Fed up and confused

Hi, i’ve recently just found this forum and thought I would introduce myself and see if anybody can help. I’m a 29 year old mum of a 7 and 5 year old. I work in the health profession. I’ve struggled with my health for approximately the last 2-3 years, can’t pinpoint the beginning of it anymore. My first symptoms were weakness of my left arm with tingling and numbness. Somebody nips me I can barely feel it. I also suffered with headaches almost daily and fatigue. I was referred to neuro and had a normal MRI, except for sinusitis. Should have had a nerve test but didn’t get an appointment through and was discharged back to GP. From then on things seemed to get a bit worse. I have collapses, right side still numb along with weakness. On the left side of my face above my lip i often get pins and needles. Also get pins and needles in arms and legs often but mostly when i’m in bed. I went back to my GP who diagnosed a B12 deficiency. The fatigue continued. I was hoping with the injections over the 2 week period would be a magic cure, it never came. This was about 18 months ago. My B12 has remained normal despite only having those loading injections in the first 2 weeks. Vitamin D was borderline, now also normal. All other bloods normal, except ESR which is always slightly out.

Fast forward to now. I was re referred to neuro due to collapses and query seizures ( after cardio referral was norma).I had an episode at work which appeared to be a faint but remained unconscious for around 2 hours afterwards and was rushed to A n E. I finally came round and was sent home with no explanation. The fatigue over the last year has been much worse…i have been backwards and forwards to the gp for the fatigue. It’s ruining my life.

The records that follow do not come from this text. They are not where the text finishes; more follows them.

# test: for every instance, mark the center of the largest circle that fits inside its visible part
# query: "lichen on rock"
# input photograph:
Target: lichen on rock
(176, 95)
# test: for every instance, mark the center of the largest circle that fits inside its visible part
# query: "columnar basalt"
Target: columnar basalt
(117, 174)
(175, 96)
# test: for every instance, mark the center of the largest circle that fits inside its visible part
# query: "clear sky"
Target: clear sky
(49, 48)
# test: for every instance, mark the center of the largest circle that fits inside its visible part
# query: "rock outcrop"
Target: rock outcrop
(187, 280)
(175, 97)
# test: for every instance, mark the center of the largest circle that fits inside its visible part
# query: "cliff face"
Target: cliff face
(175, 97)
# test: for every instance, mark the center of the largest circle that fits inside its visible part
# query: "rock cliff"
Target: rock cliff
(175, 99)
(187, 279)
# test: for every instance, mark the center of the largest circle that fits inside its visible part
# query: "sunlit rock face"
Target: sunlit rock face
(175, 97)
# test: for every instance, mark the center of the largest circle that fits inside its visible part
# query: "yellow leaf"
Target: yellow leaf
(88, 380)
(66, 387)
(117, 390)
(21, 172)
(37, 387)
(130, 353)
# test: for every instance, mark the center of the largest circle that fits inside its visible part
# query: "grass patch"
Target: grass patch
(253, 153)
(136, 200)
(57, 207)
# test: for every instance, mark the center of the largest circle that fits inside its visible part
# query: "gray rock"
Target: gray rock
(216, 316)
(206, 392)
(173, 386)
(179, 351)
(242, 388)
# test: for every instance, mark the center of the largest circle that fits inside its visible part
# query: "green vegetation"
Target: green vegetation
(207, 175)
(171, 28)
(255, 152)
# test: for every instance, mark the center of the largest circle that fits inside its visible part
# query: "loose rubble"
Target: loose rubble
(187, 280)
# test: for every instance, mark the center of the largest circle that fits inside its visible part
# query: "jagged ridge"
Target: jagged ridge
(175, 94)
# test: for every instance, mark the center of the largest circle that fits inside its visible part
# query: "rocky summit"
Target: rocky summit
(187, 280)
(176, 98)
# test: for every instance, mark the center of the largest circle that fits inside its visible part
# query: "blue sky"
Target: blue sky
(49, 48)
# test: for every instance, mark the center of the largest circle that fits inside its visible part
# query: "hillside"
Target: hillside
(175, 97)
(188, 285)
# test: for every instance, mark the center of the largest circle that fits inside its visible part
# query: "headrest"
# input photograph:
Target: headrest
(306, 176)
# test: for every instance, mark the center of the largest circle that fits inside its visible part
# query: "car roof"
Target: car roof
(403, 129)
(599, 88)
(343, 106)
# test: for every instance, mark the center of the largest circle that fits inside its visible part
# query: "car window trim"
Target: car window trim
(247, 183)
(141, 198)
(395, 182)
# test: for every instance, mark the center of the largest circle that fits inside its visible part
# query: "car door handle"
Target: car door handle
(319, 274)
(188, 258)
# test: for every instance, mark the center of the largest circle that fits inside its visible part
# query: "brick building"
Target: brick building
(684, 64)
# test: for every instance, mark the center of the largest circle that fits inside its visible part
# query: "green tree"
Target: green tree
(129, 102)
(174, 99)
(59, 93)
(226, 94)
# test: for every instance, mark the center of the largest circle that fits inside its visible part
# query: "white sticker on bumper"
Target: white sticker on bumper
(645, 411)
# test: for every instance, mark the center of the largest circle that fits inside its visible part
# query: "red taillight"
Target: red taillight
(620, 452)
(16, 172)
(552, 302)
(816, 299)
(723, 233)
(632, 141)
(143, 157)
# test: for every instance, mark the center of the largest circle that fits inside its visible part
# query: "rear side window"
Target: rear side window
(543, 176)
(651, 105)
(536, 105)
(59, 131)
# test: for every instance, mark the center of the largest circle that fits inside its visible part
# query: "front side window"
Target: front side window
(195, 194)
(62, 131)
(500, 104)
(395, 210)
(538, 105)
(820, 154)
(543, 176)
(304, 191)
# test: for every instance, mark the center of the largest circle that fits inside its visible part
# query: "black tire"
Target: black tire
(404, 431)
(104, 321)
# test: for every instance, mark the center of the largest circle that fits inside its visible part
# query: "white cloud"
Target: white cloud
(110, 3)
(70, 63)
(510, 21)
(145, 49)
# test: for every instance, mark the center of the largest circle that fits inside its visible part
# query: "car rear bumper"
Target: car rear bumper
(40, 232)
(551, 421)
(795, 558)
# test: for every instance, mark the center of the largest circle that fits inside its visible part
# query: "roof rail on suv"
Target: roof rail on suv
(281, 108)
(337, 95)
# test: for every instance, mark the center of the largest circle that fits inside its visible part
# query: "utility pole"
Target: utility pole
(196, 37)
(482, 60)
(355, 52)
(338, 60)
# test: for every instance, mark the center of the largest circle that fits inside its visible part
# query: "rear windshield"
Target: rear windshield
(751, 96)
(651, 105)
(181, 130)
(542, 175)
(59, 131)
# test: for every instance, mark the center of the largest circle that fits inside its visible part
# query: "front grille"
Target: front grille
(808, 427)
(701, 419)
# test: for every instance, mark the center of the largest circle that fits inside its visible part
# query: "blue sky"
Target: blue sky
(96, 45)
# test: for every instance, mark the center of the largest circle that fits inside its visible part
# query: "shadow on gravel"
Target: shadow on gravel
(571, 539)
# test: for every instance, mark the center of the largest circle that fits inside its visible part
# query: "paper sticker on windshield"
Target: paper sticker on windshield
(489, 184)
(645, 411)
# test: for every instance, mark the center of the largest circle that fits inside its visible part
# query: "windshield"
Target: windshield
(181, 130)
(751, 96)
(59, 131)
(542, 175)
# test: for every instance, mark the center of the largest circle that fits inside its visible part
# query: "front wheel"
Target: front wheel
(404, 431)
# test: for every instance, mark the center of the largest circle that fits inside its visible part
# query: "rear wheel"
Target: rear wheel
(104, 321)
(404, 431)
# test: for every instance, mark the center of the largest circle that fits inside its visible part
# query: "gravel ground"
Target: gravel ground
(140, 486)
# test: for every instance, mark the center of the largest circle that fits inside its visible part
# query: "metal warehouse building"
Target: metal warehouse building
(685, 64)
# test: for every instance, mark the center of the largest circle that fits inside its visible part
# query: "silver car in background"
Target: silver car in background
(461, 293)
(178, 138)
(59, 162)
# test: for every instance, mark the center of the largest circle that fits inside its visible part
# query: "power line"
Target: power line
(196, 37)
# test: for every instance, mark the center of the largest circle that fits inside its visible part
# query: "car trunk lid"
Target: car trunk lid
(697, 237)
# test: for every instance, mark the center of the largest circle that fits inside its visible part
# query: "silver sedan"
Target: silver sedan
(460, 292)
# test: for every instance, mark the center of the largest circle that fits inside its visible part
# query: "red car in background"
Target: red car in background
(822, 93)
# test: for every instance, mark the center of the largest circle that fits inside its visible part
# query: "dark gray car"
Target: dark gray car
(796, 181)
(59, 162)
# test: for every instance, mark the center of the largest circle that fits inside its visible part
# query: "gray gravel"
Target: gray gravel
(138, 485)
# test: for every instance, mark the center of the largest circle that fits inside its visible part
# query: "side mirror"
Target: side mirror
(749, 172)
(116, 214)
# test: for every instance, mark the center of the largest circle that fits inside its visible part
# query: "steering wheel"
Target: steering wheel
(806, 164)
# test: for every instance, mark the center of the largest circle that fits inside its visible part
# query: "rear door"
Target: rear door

I had a short spell on anti depressants about 2 years ago…im pretty sure i was never depressed. I can go to work for my shifts but that’s it, that’s all i can manage. Can’t think of anything worse than a night out. It’s my best friends wedding next week and i’m dreading being awake all day and night. On my days off i take the kids to school and sleep 4-5 hours while they are there most days. Then i can go to bed around 9-10pm and sleep till 7 the next day and then back to bed for 9.30am up at 2pm again. Along with fatigue i suffer from brain fog. No problems long term but short term i’m struggling. Feel very frustrated with my lack of cognitive ability. I have no sex drive what so ever, not sure if thats the fatigue or what. I struggle to empty bladder properly, am always either constipated or have upset tummy. My eyesight has deteriorated rapidly over the last probably 12 months. Along with the normal cardio stuff i had a normal CT scan.

I was at work in august on my 3rd night shift. I had a seizure and was sent to A n E. They confirmed seizure activity and wrote to my neurologist. A day later i had a phone call from epilepsy nurses. I have had to hand in my driving license, and have a diagnosis of epilepsy and started on some anti convulsant medication. This diagnosis just does not seem right. I don’t know why. I have had a collapse for the 2 hours, along with numerous faints and then this seizure in august. It’s now nearly november and i haven’t seen the neurologist since the letters diagnosing epilepsy. I had an EEG in this time which was normal except the ECG part showed an irregular heart rhythm. I was re referred back to cardio and now have a reveal heart device in my chest wall which is like an ECG but can be inside for up to 3 years to check for abnormality. I’m baffled and fed up. I never feel well, it’s a daily struggle. When i see the neuro hopefully next month do you think I could ask for an MRI to rule out MS? It’s been playing on my mind lately that that is what it could be. Sorry if my story is jumbled a bit…hope you got this far in reading! x

Hi there is a very interesting thread ongoing on the every day forum of this site on B12. B12 deficieny needs to be treated very aggressively - a jab every other day for 6 weeks and then weekly jabs from there on in. Doctors are failing to treat it properly and there is a you tube video and books written about the subject. B12 defiency is an MS mimic.

Moyna xxx

Hi, thanks for your reply. I know that B12 can have many neurological symptoms similar to MS. I’ve also read that lots of people with MS also have a B12 deficiency. I only have yearly injections as the two weeks of Injections sorted my levels out and they are fine now. So surely it doesn’t make sense that that is the cause of my worsening symptoms? I don’t think it causes seizures or blackouts either? I don’t know I’m just frustrated, I’m sure I don’t have epilepsy though!